それぞれの過去の経験やその人の思考性が色濃く反映される回答になっていて、あらゆるキャリアを積んできたメンバーが集まっているTHE MOLTSっぽいな、とも感じます。
また、メンバーの寺倉がこの結果を見て「結局のところ、自身が経験してきた事柄からしか人はアドバイスができないのだから違って当然。受け手はしっくりきたものを聞けばいいし、アドバイス聞いても実行しないことのほうが多いので、引き出しが増えるくらいのノリで見てもらったらいいのでは」と言っていて、まとまりがないこのコンテンツを綺麗にまとめようとしていたのが印象的でした。
最後におまけとして、設立9年目の支援会社である弊社THE MOLTSに在籍しているメンバーに、実際に働くなかでどのようなスキル・マインドを得られたのかを聞いてみました。
「(大手より)スモール」「(事業会社より)支援会社」に興味があるみなさん、一例としてぜひご覧ください。
寺倉:THE MOLTSで働くなかで、第一に「プロジェクト設計力」が大きく向上したかなと。売り物がないので、クライアントにとって本当に最適な一手は何か?をとにかく考えるように。さらには、「組織を動かす力」も向上したと思います。5人のチーム、100人の事業、数千人の企業などプロジェクトの対象範囲が変化する中で、どういう順番で、誰を、どういう気持ちにさせたらスムーズに物事が運ぶのかをつねに考えるようになりました。
永田:私の場合は「なんとかする力」と「やり抜く力」が磨かれたと感じています。これらはもともと持っていたものかもしれませんが、THE MOLTSでの経験を通じてさらに強化されました。圧倒的に「PM力」が身についた、とも言えるかもしれません。
西:THE MOLTSでの経験を通じて、改めて「一人でいろいろなことをやる力」が身につきました。同時に、「周囲にいるプロを適切に頼る力」も向上し、多様な人々とネットワークを構築することの重要性を感じています。また、アジャイルな案件の進め方も習得できました。
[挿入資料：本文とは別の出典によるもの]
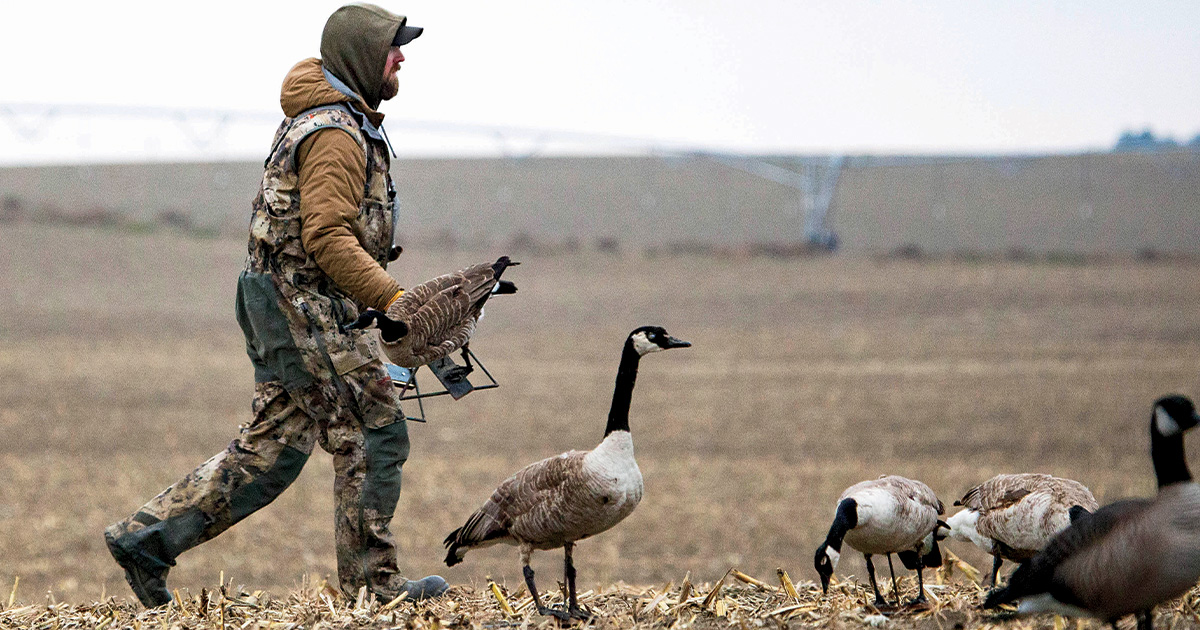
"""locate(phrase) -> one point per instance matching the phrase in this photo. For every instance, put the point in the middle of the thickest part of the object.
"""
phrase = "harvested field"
(121, 367)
高橋:私にとって大きかったのは、「Result Driven.」といったマインドセットが明確に言語化されたことです。前職時代もクライアントの成果第一で仕事に向き合ってきた自覚はありますが、THE MOLTSでより明確に意識できるようになりました。スキル面では、特に情報設計の能力が向上し、それが広告配信の成果向上に直接つながっていると実感しています。
海老澤:THE MOLTSでの経験を通じて、私はセルフブランディング力とピアプレッシャーを活用する力が向上したと感じています。また、プロジェクトのミッションを定義し、それをタスクやスケジュールに落とし込む力、PDCAサイクルを高速で回し、それにもとづいて迅速に意思決定をおこなう力も向上したと思います。
藤牧:私の場合、事業をどんな視座や視野、視点で捉えるべきか、各工程をどう推進すべきか、事業を考えたり作る人の頭が少しずつ理解できてきたと感じています。くわえて、自社事業立ち上げ時はクライアントもいないし正解もないので、まずは自分が答えを出さないと進まないということも身を持って学びました。また、マーケティングについて理解が深まり、それがデザインに生きていると思います。